Dovetails cut on stiles. A small ledge was created on the upper face to create a shoulder.

Dovetails were marked at each end of the stiles. Shoulders yield 18 inches between the upper and lower rail rabbets and 12 inches between the stile rabbets. A 1/32 inch ledge was created at the router table, then the dovetails cut at the band saw. Final clean up with chisel to create clean shoulders. In the photo you can see the consequence of making through rabbets. The tail is flush to the socket so should be fine. However, that small triangular area is fragile and broke off on two of the joints. Not a big deal as the contact at intersection is intact. However, as I was cutting these (and the sockets) freehand I did not need to keep them to standard shape. Small lesson learned (more serious lessons to follow).

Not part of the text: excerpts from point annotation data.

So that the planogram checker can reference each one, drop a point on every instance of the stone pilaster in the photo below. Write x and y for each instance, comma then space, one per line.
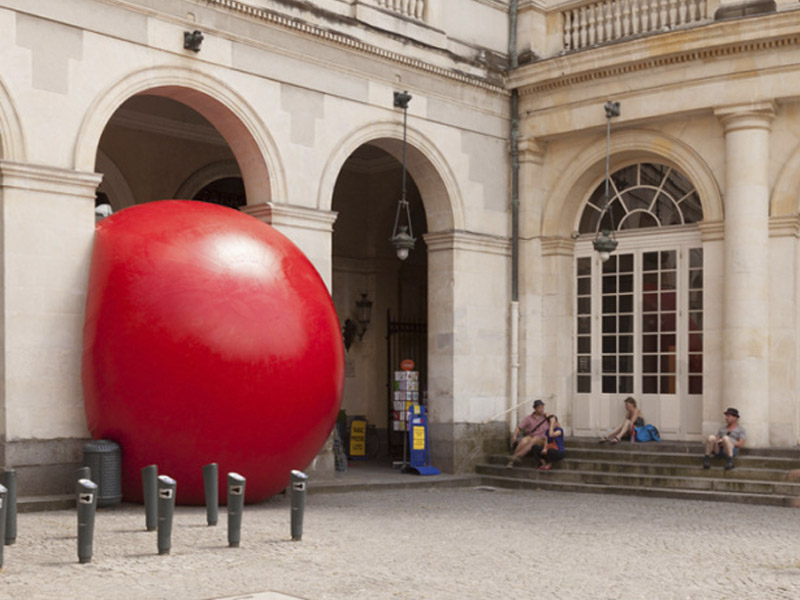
310, 229
745, 379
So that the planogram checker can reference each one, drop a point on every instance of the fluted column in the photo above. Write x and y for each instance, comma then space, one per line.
745, 357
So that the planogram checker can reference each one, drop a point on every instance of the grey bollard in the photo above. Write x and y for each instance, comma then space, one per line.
87, 507
150, 496
236, 485
166, 509
3, 497
211, 487
9, 481
299, 480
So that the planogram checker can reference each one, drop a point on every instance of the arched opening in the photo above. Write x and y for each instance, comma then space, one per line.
153, 147
365, 197
639, 315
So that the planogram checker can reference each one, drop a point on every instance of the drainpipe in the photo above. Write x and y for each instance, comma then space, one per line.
513, 400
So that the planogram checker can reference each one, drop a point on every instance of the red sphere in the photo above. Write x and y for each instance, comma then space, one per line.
209, 337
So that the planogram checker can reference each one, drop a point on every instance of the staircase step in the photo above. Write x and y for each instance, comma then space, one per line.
545, 484
728, 484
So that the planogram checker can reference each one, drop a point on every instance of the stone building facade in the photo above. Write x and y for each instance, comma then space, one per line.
285, 110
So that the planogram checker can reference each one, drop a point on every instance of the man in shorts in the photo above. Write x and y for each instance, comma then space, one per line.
727, 442
529, 433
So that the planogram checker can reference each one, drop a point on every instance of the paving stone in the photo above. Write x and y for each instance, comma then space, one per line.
448, 543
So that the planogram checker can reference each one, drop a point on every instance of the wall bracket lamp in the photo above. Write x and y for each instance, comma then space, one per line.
357, 328
605, 241
402, 234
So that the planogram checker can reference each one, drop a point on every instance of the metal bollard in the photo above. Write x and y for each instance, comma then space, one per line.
87, 507
9, 481
211, 486
3, 496
150, 496
236, 485
298, 503
166, 508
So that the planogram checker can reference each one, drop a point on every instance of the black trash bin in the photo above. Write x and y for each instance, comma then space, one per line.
104, 458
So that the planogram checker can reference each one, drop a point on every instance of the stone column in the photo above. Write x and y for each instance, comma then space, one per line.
310, 229
746, 304
531, 279
468, 299
46, 242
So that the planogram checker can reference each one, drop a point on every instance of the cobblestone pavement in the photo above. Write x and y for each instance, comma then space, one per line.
424, 543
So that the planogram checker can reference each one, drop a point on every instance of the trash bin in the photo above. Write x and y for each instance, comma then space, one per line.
104, 459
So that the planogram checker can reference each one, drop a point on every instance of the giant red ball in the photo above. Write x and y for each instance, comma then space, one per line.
209, 337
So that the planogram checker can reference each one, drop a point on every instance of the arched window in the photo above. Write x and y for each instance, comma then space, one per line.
643, 195
639, 316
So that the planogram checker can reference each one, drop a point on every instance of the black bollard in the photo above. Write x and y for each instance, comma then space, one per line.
166, 508
298, 504
211, 486
3, 497
83, 473
87, 507
236, 485
9, 480
150, 496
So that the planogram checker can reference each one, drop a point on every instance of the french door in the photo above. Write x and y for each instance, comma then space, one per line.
639, 332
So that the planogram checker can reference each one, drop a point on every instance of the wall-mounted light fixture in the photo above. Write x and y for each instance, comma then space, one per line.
402, 235
357, 328
605, 241
192, 40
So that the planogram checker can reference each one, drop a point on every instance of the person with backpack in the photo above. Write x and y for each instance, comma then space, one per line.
727, 442
633, 418
530, 432
553, 450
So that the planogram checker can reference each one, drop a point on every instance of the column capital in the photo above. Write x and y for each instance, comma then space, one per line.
48, 180
467, 241
293, 216
748, 115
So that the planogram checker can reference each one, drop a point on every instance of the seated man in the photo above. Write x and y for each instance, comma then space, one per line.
727, 442
529, 433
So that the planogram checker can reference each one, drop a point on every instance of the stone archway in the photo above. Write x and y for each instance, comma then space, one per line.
254, 150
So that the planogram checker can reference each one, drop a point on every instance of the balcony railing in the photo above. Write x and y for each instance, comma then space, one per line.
414, 9
602, 22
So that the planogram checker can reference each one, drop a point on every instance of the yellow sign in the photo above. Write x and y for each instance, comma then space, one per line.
358, 438
419, 438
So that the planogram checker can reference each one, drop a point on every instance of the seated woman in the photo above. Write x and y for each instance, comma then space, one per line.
633, 418
553, 450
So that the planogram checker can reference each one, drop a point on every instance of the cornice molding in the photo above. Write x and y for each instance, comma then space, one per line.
48, 180
467, 241
712, 231
292, 216
287, 22
657, 51
557, 246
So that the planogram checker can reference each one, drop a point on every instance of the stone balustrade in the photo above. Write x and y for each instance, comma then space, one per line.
414, 9
592, 23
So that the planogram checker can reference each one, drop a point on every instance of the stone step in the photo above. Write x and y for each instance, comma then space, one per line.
653, 455
683, 494
678, 447
682, 470
729, 484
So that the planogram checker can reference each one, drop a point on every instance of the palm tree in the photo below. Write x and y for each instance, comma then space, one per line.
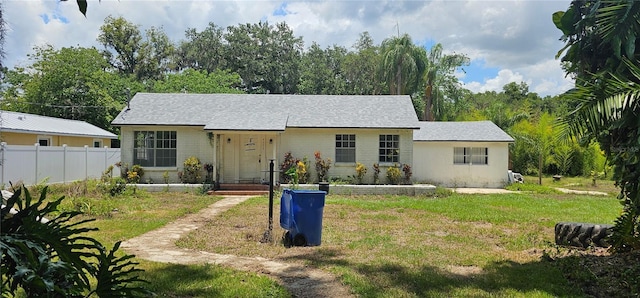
601, 39
439, 69
403, 64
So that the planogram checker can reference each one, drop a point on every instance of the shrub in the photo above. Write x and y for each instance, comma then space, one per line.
191, 172
361, 171
407, 173
302, 172
376, 173
322, 166
288, 163
51, 258
393, 175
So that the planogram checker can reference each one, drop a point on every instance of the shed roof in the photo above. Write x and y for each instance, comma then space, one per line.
469, 131
269, 112
36, 124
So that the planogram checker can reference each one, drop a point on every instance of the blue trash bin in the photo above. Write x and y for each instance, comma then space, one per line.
301, 214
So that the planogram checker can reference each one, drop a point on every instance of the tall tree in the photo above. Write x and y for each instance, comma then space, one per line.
439, 76
125, 39
321, 70
3, 30
360, 67
146, 56
403, 64
266, 57
601, 53
203, 50
156, 55
199, 81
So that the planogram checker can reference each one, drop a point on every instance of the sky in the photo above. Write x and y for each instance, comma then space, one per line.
506, 40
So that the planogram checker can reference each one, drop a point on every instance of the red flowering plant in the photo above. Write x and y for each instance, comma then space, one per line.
322, 166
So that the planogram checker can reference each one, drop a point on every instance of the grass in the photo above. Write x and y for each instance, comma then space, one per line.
129, 215
452, 245
577, 183
397, 246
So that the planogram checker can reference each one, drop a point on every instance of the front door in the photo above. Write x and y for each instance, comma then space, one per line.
251, 155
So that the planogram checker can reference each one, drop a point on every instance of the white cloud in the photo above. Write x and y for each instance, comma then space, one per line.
517, 37
504, 77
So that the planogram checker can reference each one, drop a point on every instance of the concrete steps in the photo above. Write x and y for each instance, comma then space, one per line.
240, 190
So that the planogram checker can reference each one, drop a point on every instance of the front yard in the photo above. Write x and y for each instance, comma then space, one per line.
396, 246
450, 245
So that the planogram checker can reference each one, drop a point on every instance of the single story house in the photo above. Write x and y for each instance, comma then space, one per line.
29, 129
461, 154
238, 134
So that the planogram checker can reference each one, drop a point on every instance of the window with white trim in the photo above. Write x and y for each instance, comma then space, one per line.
345, 148
44, 141
389, 148
471, 155
155, 148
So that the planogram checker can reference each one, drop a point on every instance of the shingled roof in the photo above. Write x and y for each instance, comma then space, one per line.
470, 131
36, 124
269, 112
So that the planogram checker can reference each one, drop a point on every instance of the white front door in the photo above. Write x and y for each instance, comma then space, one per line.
251, 155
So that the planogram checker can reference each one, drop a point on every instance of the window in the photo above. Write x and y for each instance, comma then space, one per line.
471, 155
44, 141
345, 148
155, 148
389, 148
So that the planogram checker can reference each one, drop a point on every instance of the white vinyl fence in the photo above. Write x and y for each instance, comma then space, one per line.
56, 164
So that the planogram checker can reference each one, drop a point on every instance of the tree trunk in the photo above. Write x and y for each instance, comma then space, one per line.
428, 103
540, 169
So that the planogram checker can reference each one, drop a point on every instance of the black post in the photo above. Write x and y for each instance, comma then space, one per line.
268, 234
271, 196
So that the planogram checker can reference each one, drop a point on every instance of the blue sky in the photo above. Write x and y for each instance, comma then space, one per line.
506, 40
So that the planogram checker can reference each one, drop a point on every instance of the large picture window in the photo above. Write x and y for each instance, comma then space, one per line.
389, 149
155, 148
345, 148
471, 155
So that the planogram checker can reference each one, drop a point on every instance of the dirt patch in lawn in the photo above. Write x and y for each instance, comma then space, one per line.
159, 246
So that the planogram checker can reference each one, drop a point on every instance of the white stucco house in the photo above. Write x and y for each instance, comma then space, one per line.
461, 154
240, 133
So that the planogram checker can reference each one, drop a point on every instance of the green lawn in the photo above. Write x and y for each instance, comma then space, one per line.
380, 246
398, 246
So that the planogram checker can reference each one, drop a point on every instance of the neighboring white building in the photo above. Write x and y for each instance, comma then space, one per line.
28, 129
240, 133
461, 154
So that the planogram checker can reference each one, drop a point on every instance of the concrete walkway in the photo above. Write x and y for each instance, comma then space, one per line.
159, 246
582, 192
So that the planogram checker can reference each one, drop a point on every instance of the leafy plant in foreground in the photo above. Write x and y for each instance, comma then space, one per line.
50, 257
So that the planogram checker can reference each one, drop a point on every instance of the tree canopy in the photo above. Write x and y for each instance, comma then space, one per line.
601, 53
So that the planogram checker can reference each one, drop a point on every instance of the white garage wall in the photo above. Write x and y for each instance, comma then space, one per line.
433, 163
304, 142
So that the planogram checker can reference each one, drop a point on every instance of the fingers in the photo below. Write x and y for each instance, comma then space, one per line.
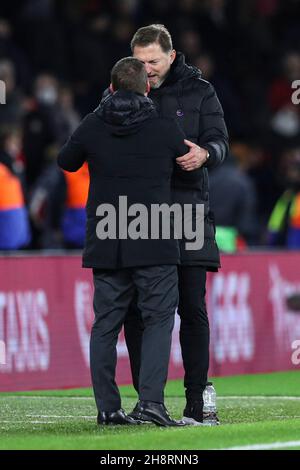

Ready to begin chisel paring to the knife lines. What you do not see in this image, but can tell if you are familiar with the Roubo wagon vise, is the cavity underneath where I am about to cut with the chisel. Yes, I cut right through to the face with major blow out.

Sockets were first cut with a trim router and straight bit. I stayed away from the knife lines. The router makes a nice flat reference depth (unless you tip the silly router as you work). The top rail went well and fit nicely with just a bit of chisel finessing. The bottom rail began as a minor problem and then escalated. The underside had considerable rot, which I was aware of. I was not, however, aware of how deep and extensive that rot was. Then the big lesson. After routing the base depth, I began to pare to the knife lines and KAPOW! Chisel went right through the face side. Why, you might ask. Well the rail was directly above a cavity in the workbench. That cavity is for the wagon vise block to move in and out. I saved the two large and one small busted pieces thinking I might be able to repair. Later I will discover the puzzle would not go together.